In Which Our Heroine Knots Threads, Sort Of

23 February 2005

It's a very strange thing, trying to bring plot threads to an end in what used to be the middle of a novel (conceptually) and now is the middle of a series. Thermionic Night is not going to be stand-alone no matter what I do; it will require Sampo (or whatever it's going to be called by the time I'm done). But I would prefer that it not just come to the end of pages without coming to the end of some arcs, and I think I can manage to tie some things up without making them seem weird or irrelevant or internally truncated. I hope. And that's what first-readers are for, right? To tell me if I've done that, or if I haven't done enough of it?

I'm pretty sure I have to have a new last chapter set on St. Sylvester's Day, New Year's Eve, with molten tin divination. I'm pretty sure that divination is a good last chapter for a series book rather than a good first chapter for the next book. All Saints' is called Kekri in old Finnish terms, did you know that? This is my time to know all that. Yesterday was one of the days when I could deal with a nearly infinite number of revisions and notecards, where I would finish one and automatically reach for the next. (Unfortunately, my back was not best pleased with this state of affairs. Brain and back are sometimes in league against me and sometimes fighting each other for possession of me. Oh hurrah.

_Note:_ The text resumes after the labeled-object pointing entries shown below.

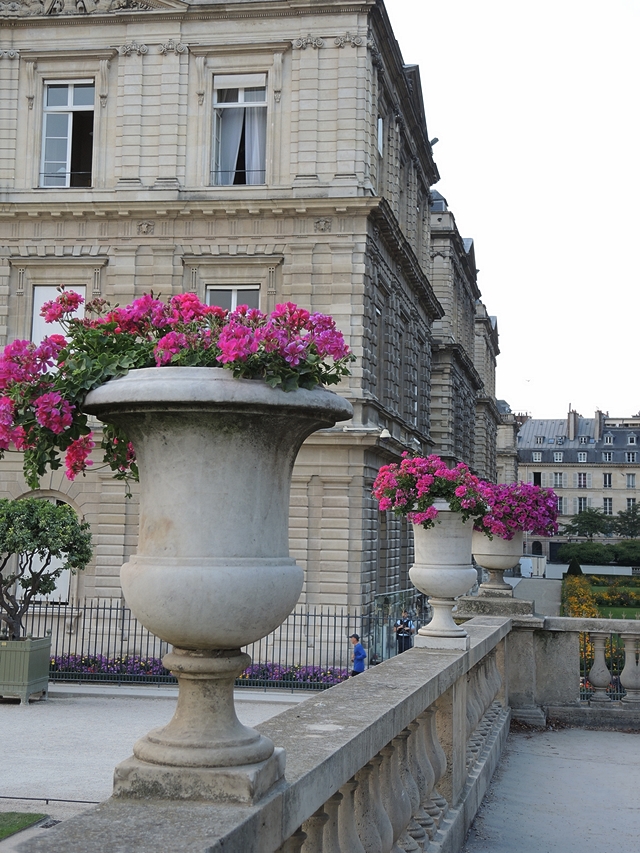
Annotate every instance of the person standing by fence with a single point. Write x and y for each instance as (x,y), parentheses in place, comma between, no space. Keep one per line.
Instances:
(358,655)
(404,630)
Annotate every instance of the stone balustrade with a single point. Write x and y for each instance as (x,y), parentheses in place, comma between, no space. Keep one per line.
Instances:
(397,759)
(544,671)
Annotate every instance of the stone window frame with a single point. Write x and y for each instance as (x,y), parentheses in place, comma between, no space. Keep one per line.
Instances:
(66,66)
(226,60)
(201,272)
(48,271)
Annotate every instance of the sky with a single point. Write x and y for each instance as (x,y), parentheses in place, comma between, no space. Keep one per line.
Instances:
(536,108)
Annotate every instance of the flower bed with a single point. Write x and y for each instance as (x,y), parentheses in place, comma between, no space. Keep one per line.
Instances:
(132,668)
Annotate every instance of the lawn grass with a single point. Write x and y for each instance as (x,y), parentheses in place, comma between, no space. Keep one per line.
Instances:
(11,822)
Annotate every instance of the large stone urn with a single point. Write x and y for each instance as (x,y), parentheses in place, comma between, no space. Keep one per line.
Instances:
(496,556)
(443,570)
(212,572)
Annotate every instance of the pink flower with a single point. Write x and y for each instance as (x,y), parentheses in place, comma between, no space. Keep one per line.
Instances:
(76,458)
(53,412)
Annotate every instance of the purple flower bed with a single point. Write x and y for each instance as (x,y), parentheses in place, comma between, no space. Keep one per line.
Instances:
(130,667)
(298,674)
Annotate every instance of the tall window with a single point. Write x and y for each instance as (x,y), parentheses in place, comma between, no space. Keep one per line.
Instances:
(67,135)
(239,129)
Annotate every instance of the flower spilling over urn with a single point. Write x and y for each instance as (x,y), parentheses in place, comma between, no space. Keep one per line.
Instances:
(210,408)
(455,515)
(44,386)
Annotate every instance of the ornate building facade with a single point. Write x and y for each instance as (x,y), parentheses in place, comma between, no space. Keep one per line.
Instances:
(254,152)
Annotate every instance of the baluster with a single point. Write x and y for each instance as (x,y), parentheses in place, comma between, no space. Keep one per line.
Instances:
(437,758)
(397,807)
(599,675)
(347,829)
(314,827)
(382,816)
(630,675)
(330,838)
(414,829)
(365,809)
(294,843)
(424,777)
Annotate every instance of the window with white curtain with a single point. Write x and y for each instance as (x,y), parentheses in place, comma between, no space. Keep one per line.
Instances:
(239,129)
(67,134)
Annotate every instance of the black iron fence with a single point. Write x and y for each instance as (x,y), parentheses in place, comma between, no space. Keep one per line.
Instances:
(103,641)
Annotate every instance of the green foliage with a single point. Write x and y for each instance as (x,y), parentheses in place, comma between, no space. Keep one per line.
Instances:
(588,523)
(627,523)
(12,822)
(38,541)
(587,553)
(574,567)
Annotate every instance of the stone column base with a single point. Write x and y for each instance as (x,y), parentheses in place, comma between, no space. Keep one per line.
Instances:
(247,783)
(435,642)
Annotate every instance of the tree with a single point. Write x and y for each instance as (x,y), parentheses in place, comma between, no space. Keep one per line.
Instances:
(38,541)
(627,524)
(588,523)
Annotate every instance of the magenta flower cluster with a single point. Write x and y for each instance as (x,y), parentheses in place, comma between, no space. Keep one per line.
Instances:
(43,387)
(518,507)
(411,487)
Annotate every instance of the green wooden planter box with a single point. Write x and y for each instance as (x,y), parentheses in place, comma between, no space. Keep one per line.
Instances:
(24,667)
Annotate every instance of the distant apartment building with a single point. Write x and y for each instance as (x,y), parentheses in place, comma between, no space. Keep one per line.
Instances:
(588,462)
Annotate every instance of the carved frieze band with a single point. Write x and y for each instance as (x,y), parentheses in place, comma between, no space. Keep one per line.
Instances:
(354,41)
(172,47)
(133,47)
(307,41)
(29,8)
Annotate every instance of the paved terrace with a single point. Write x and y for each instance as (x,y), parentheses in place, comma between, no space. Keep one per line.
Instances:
(564,790)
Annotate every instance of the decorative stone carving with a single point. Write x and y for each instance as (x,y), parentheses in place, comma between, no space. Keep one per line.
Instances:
(303,43)
(30,8)
(354,41)
(322,225)
(172,47)
(133,47)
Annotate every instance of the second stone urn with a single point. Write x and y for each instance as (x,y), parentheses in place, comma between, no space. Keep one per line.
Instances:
(443,570)
(212,572)
(496,556)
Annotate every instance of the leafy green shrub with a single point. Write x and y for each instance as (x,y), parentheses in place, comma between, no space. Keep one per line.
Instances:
(589,553)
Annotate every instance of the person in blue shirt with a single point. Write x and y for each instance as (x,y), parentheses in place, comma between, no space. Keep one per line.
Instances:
(358,655)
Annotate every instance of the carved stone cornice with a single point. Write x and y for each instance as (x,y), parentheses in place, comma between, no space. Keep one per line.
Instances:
(307,41)
(172,46)
(133,47)
(354,41)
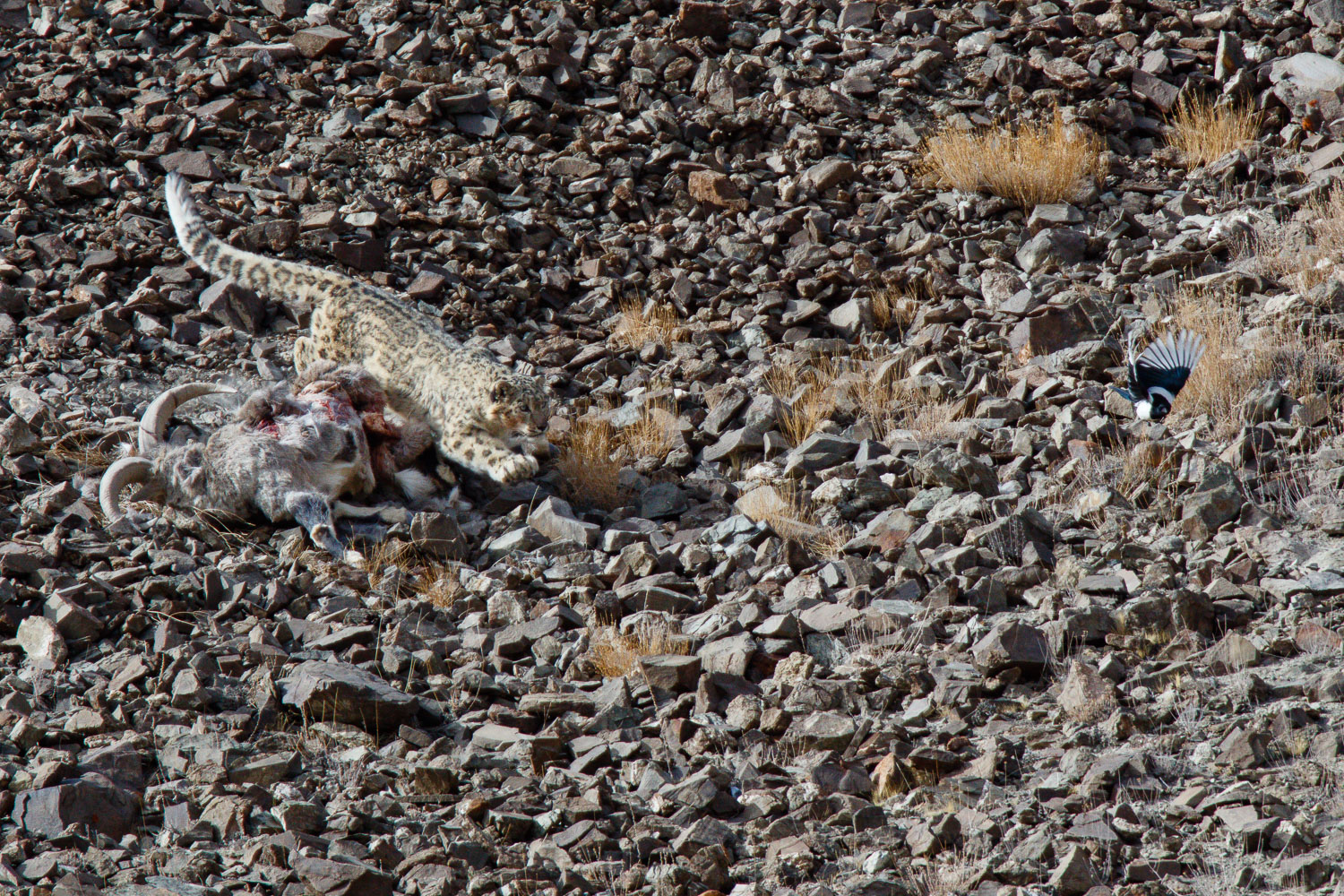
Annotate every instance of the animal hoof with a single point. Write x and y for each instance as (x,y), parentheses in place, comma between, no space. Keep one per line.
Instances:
(518,468)
(392,514)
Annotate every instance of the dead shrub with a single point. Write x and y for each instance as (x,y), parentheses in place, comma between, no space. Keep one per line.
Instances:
(655,433)
(1306,363)
(1304,253)
(892,401)
(440,584)
(788,513)
(645,323)
(806,392)
(897,306)
(1030,164)
(865,387)
(1204,131)
(616,654)
(586,462)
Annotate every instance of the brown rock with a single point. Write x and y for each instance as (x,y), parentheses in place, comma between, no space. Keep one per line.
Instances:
(715,188)
(317,42)
(699,19)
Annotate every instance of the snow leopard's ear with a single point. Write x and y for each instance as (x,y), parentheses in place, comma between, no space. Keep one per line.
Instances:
(503,392)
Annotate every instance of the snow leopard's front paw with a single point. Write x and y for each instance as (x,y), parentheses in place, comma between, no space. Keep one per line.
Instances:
(306,354)
(513,468)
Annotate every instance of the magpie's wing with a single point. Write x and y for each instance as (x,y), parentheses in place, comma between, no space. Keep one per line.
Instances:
(1168,362)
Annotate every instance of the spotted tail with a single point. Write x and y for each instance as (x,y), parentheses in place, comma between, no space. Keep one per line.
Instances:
(265,276)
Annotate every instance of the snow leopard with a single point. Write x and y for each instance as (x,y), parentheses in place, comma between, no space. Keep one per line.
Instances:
(473,403)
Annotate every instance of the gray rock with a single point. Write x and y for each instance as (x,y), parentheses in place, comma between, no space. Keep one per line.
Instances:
(341,879)
(90,799)
(341,692)
(1059,246)
(1012,643)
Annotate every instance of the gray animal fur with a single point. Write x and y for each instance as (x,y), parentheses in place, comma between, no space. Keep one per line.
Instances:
(287,454)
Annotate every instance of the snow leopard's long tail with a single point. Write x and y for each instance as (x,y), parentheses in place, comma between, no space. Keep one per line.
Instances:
(265,276)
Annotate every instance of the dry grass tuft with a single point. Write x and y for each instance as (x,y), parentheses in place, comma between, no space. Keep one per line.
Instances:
(645,323)
(1204,131)
(83,449)
(1305,260)
(782,508)
(616,656)
(586,462)
(789,516)
(1030,164)
(440,586)
(898,306)
(390,552)
(873,389)
(1228,371)
(806,395)
(890,401)
(655,433)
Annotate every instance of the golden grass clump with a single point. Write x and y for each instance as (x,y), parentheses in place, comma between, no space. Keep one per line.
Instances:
(440,586)
(1228,371)
(616,654)
(1030,164)
(645,323)
(895,306)
(655,435)
(1203,131)
(586,462)
(1304,261)
(890,401)
(806,395)
(871,389)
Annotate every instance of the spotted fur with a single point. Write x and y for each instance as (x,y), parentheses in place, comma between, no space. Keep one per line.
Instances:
(472,403)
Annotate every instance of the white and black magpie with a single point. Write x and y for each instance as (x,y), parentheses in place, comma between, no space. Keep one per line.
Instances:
(1158,375)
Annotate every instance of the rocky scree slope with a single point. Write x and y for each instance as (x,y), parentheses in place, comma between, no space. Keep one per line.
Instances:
(989,635)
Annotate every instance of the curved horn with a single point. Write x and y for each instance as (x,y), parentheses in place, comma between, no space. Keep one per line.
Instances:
(118,476)
(156,416)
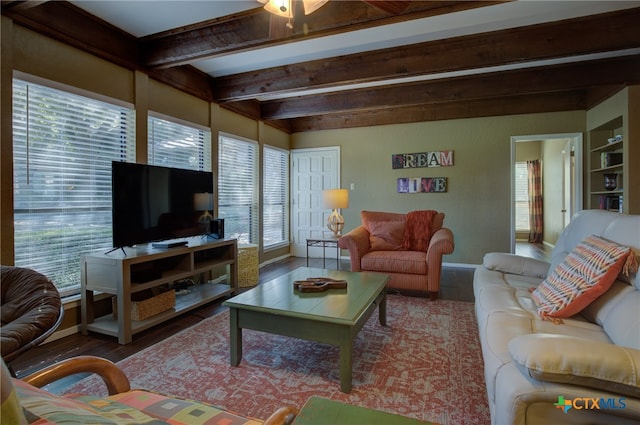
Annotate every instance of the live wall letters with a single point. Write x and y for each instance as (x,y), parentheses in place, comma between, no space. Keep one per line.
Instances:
(422,159)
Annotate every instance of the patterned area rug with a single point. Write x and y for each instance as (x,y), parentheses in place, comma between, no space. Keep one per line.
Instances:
(425,364)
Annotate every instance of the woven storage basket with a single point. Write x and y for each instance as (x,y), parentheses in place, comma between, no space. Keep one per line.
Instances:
(148,307)
(247,265)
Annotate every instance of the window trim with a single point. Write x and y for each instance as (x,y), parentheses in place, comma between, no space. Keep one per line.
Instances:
(69,288)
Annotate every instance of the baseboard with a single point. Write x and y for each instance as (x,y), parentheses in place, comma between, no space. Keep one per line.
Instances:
(71,330)
(461,265)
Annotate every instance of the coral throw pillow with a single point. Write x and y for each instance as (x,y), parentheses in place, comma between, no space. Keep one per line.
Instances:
(585,274)
(418,230)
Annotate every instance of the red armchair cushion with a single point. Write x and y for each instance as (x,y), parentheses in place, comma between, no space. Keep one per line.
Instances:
(386,235)
(418,230)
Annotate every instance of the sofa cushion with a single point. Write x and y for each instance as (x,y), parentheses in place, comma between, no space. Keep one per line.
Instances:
(585,274)
(411,262)
(578,361)
(132,407)
(385,235)
(418,230)
(515,264)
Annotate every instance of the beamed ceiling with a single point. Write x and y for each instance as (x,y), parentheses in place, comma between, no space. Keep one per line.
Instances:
(446,70)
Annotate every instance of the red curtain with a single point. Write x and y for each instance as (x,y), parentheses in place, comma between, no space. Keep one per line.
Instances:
(535,202)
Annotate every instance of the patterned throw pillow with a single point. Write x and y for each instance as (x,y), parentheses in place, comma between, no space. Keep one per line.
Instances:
(585,274)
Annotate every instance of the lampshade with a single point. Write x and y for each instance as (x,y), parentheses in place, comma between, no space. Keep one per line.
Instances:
(203,201)
(282,8)
(335,198)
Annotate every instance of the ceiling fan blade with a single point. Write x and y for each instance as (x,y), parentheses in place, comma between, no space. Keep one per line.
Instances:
(393,7)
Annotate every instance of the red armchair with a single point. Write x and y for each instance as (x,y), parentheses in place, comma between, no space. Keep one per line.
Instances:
(408,247)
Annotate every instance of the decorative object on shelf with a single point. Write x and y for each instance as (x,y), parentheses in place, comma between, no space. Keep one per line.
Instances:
(145,304)
(335,199)
(319,284)
(610,181)
(610,159)
(422,184)
(248,265)
(422,159)
(204,202)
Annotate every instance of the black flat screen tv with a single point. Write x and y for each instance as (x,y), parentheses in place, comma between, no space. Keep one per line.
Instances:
(152,203)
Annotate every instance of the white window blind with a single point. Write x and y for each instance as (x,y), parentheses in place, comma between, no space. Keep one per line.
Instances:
(63,145)
(238,188)
(522,197)
(275,197)
(179,146)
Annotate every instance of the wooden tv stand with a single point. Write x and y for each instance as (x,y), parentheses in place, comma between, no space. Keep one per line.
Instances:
(124,272)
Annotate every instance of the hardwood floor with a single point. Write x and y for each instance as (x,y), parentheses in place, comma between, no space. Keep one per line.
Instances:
(456,284)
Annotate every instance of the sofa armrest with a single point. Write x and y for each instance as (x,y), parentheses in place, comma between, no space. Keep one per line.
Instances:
(357,242)
(114,378)
(515,264)
(441,243)
(578,361)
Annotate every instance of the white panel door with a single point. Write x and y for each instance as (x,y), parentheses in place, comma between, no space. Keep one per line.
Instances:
(312,171)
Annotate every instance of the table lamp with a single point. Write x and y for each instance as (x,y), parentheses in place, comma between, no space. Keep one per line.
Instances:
(335,199)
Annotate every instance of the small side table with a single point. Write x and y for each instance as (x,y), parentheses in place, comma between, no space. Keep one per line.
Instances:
(324,244)
(318,410)
(248,273)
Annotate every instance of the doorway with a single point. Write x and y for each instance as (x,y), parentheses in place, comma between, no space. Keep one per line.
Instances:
(561,158)
(312,171)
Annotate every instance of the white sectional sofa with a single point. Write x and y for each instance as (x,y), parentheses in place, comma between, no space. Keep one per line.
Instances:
(585,370)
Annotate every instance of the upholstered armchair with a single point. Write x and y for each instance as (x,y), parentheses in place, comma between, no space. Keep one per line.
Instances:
(408,247)
(31,310)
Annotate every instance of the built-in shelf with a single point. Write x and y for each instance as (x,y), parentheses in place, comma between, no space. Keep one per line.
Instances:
(600,149)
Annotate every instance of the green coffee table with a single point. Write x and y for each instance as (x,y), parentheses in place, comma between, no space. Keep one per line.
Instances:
(332,317)
(322,411)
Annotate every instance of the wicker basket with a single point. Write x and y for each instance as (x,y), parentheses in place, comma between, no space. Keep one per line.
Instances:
(145,308)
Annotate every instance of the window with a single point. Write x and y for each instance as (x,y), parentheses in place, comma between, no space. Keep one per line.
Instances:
(522,197)
(238,188)
(63,145)
(179,146)
(275,214)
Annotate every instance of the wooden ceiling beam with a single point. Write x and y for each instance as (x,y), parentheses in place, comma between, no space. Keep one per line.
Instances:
(498,84)
(509,105)
(593,34)
(258,28)
(65,22)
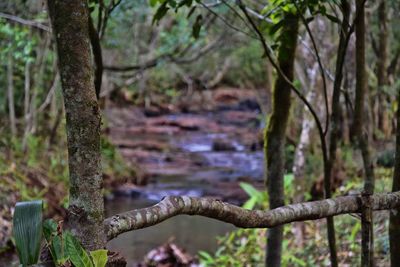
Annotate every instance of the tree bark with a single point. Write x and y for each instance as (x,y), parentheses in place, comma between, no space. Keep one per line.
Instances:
(174,205)
(275,135)
(382,64)
(70,21)
(394,226)
(361,137)
(10,93)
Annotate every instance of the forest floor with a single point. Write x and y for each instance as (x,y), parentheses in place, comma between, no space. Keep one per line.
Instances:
(202,145)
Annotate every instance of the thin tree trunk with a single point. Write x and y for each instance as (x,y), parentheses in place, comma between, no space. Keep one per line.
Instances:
(382,64)
(394,226)
(275,136)
(26,103)
(10,93)
(97,55)
(335,122)
(361,137)
(70,20)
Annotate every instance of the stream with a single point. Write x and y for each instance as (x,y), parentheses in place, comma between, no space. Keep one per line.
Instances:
(195,154)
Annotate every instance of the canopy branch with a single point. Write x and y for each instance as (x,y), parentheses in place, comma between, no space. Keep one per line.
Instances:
(176,205)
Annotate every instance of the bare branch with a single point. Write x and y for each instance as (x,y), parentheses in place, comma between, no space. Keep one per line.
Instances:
(25,22)
(178,205)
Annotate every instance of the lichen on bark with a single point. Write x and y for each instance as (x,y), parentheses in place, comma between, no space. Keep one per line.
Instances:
(70,21)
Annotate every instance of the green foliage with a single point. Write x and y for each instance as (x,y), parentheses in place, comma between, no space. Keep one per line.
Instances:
(77,255)
(112,162)
(243,247)
(27,231)
(55,242)
(65,247)
(99,257)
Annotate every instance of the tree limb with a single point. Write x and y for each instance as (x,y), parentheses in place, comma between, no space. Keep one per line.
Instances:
(178,205)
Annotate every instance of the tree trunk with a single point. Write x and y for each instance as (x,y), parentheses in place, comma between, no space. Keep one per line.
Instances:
(361,137)
(70,20)
(382,64)
(10,93)
(394,226)
(275,135)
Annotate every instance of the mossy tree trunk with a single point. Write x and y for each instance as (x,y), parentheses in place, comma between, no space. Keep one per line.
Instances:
(360,137)
(275,134)
(70,21)
(394,226)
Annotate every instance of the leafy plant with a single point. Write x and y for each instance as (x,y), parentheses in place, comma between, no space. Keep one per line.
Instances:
(27,231)
(64,246)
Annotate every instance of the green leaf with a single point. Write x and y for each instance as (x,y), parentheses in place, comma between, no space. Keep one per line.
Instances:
(55,242)
(77,255)
(99,257)
(27,230)
(333,18)
(250,204)
(251,191)
(153,3)
(160,13)
(197,26)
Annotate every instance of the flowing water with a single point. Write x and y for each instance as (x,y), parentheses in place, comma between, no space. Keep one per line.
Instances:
(192,167)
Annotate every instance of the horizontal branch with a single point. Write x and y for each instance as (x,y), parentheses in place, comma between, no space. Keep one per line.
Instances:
(31,23)
(176,205)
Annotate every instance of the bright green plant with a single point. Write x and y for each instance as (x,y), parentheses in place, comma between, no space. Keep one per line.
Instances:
(27,231)
(65,247)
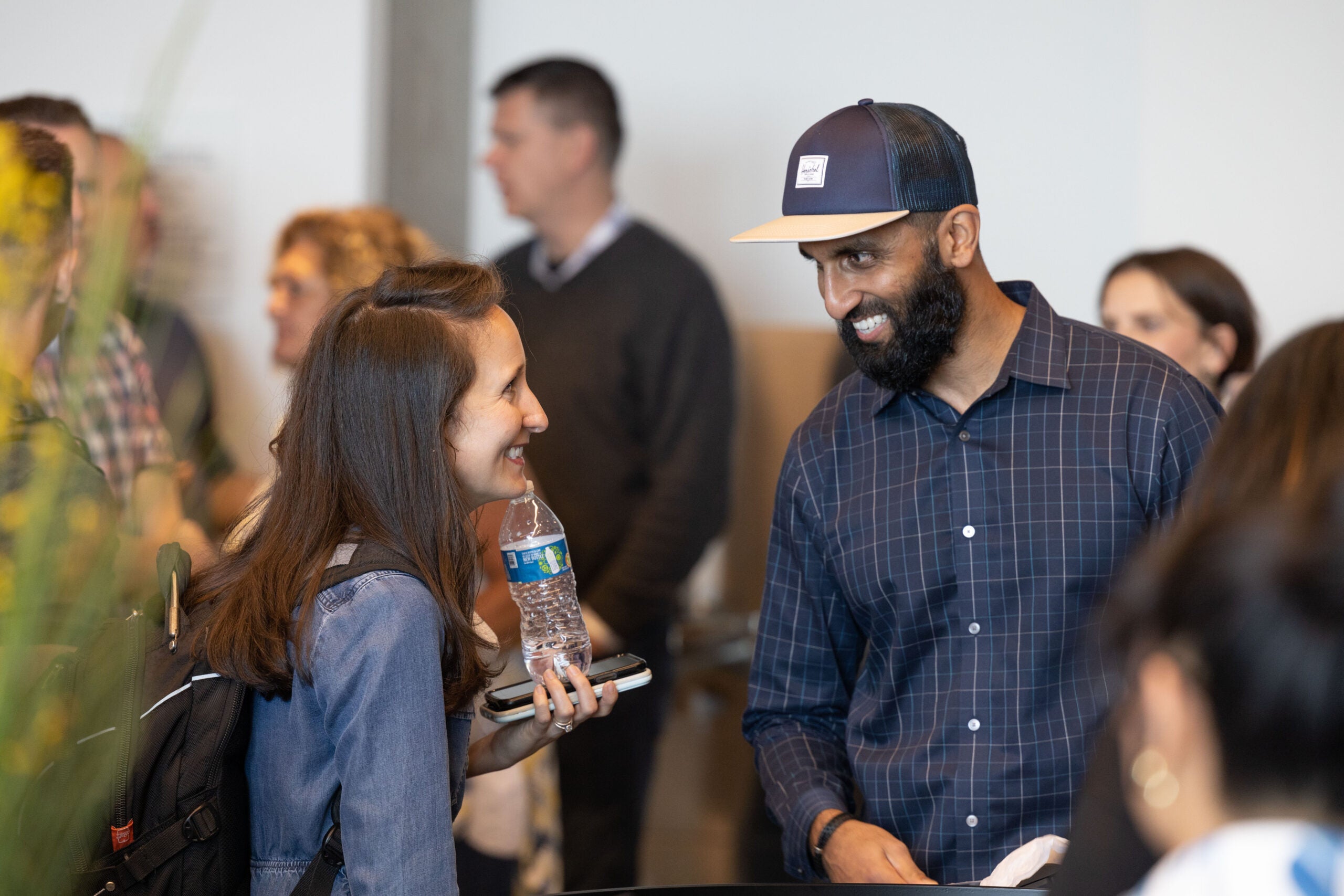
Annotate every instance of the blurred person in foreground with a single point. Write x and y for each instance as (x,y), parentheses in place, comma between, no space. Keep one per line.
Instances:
(57,512)
(1191,308)
(945,524)
(108,395)
(632,354)
(1283,437)
(214,491)
(1233,734)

And this morning I woke up at 5:40 because my back hurt too much for more sleep. Hurrah again. I have an appointment to get my back fixed tomorrow, and in the meantime, Advil is our friend.)

There are some things I think I'd done adequately over the series and hadn't done adequately in this book. If you have two POV characters, for example, you need to know why their stories are in the same volume in the first place. Why are these two stories intertwined and not two other stories? I think this question is adequately answered of Sampo, or of Thermionic Night and Sampo in combination, but I think it needs to be clear in Thermionic Night by itself as well, since that's what the reader is getting first.

I think I have some historical revisionism going on with my memories of writing previous books. Fortress of Thorns consumed me enough that I wrote The Grey Road immediately following it, even knowing that it was incredibly bad planning to write the second book of a series without selling the first. Reprogramming was mostly all right, and The World Builders is alone in its world except for a short story for adults, but Dwarf's Blood Mead was demanding The Mark of the Sea Serpent pretty darned early. So I think this book consuming my head is not unusual. Wanting to write three other novels and a half dozen short stories with this setting and some of these characters should not have been entirely unexpected. Should not have come as a shock to me. Still, I keep thinking idiotic things like, "When I pass this one on to first-readers, I can just dash off a draft of The Winter Wars." Oh, yeah, great idea, dash dash, tra la la. Sigh. Silly Mrissabrain.

For those of you who don't read lj, I did eventually get interested in the characters in Martha Wells's The Wizard Hunters, although that's clearly not the end of that story (and the next book is out, and the one after is coming soon, so that's mostly all right). I've been reading Anthony Price's For the Good of the State, and it's got Cathy Audley in it at least a little bit so far, and how can one disapprove of Cathy Audley? So that's all right, then.

There's an ad on my hotmail screen for "a nonstop ab workout." I think that's even worse than a nonstop flight, actually.

In any case, the agenda for the day is my book and Amanda's book and Mr. Price's book and trying not to move my back and neck too much and entirely ignoring the question of where Orvokki got Ilmarinen's awl. Oh, I know! I'll write that question on a notecard, put the initials of a different book in the corner of the notecard, and declare it officially deferred. Ahhhh, the beauty of notecards. I really need some kind of notecard container. Any minute now, wedging them between the monitor and the right-hand speaker is going to seem insufficient. But in the meantime, they serve as a reminder that I don't have to do everything in the world right now, and for me that's always a good thing.